Die wichtigsten Tipps für Gründerinnen: Was wir gelernt haben

  1. Kommunikation ist alles. Offen und ehrlich miteinander sprechen – auch wenn es schwierig wird – ist essenziell. Nur so können Missverständnisse vermieden und Konflikte frühzeitig aus dem Weg geräumt werden.
  2. Stärken und Schwächen kennen. Jeder Mensch hat Talente und Bereiche, in denen er sich weniger sicher fühlt. Verantwortungsbereiche sollten so aufgeteilt werden, dass jede Person das tun kann, was sie am besten kann und am liebsten mag.
  3. Klarheit durch Verträge. Ein Gesellschaftervertrag mag unromantisch wirken, ist aber essenziell, um die Freundschaft in Krisenzeiten zu schützen. Er schafft klare Spielregeln und sorgt dafür, dass niemand übervorteilt oder benachteiligt wird.
  4. Respekt. Respekt gegenüber Entscheidungen und Bedürfnissen der anderen Person, auch wenn sie nicht immer mit den eigenen übereinstimmen, ist Basis eines guten Miteinanders.
  5. Flexibilität is Key. Das Leben ist unvorhersehbar, und das gilt besonders für Gründerinnen, die auch noch Familie haben. Es sollte Strukturen geben, die es ermöglichen, flexibel auf neue Lebensumstände zu reagieren, ohne das Unternehmen zu gefährden.

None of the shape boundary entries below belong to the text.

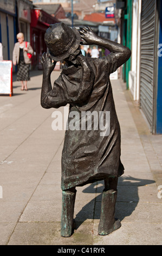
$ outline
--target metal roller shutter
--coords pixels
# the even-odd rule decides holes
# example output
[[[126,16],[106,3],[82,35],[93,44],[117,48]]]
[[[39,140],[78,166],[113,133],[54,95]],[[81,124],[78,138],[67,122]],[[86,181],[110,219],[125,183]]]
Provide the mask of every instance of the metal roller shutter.
[[[156,1],[142,1],[140,105],[152,131],[153,113]]]

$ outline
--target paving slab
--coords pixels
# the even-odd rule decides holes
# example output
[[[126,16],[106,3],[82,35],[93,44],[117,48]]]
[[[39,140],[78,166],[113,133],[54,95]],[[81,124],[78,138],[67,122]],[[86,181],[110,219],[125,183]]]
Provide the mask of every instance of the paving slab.
[[[52,83],[59,74],[52,72]],[[121,227],[108,235],[98,234],[101,181],[76,188],[76,228],[71,237],[61,236],[64,131],[52,129],[52,114],[58,109],[40,106],[42,79],[41,71],[31,71],[29,90],[21,92],[15,76],[14,96],[1,96],[0,244],[161,245],[162,136],[150,133],[121,80],[112,83],[125,169],[115,208]],[[62,116],[64,110],[59,108]]]

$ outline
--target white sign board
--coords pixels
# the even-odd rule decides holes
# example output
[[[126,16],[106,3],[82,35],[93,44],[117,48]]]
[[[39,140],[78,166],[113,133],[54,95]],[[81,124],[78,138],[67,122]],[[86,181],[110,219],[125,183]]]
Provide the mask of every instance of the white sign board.
[[[0,62],[0,94],[12,94],[12,64],[11,60]]]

Wenn ich heute auf unsere Gründung zurückblicke, bin ich stolz auf das, was wir erreicht haben – nicht nur als Unternehmerinnen, sondern auch als Freundinnen – und auch privat. Ich möchte allen Frauen, die mit dem Gedanken spielen, gemeinsam mit einer Freundin zu gründen, Mut machen. Ja, es ist eine Herausforderung, und ja, es wird Momente geben, in denen man an allem zweifelt. Aber wenn man es richtig anstellt, kann das gemeinsame Gründen eine unglaubliche Bereicherung sein – nicht nur für das Business, sondern auch für die Freundschaft und für das eigene Privatleben. Wichtig ist, sich gut zu überlegen, mit wem man gründet und vor allem wie. Und: Nicht alles muss bis ins kleinste Detail geplant werden, nicht alles ist planbar. Manche Dinge sollten aber im besten Falle besprochen und festgehalten werden, bevor zu viele Emotionen involviert sind.


Über die Autorin:

Pia Müller bezeichnet sich selbst als norddeutsche Rheinländerin. Bevor sie gemeinsam mit Master-Kommilitonin Marcia Gerwers die Content Marketing Agentur forsch&wild gründete, studierte sie Journalistik (B.A.) und Unternehmenskommunikation (M.A.), arbeitete als freie Journalistin und Autorin und leitete das Content-Marketing-Team einer bekannten Digitalagentur. Sie legt großen Wert auf Ehrlichkeit – auch in der Kommunikation mit ihren Kund:innen. Außerdem setzt sie sich für die Themen Vereinbarkeit und New Work ein. Vor-während und nach der Arbeit ist sie mit Herz und Verstand Mutter einer Tochter und Frauchen eines Dackels. Ihre Freizeit widmet sie meist der Kulinarik.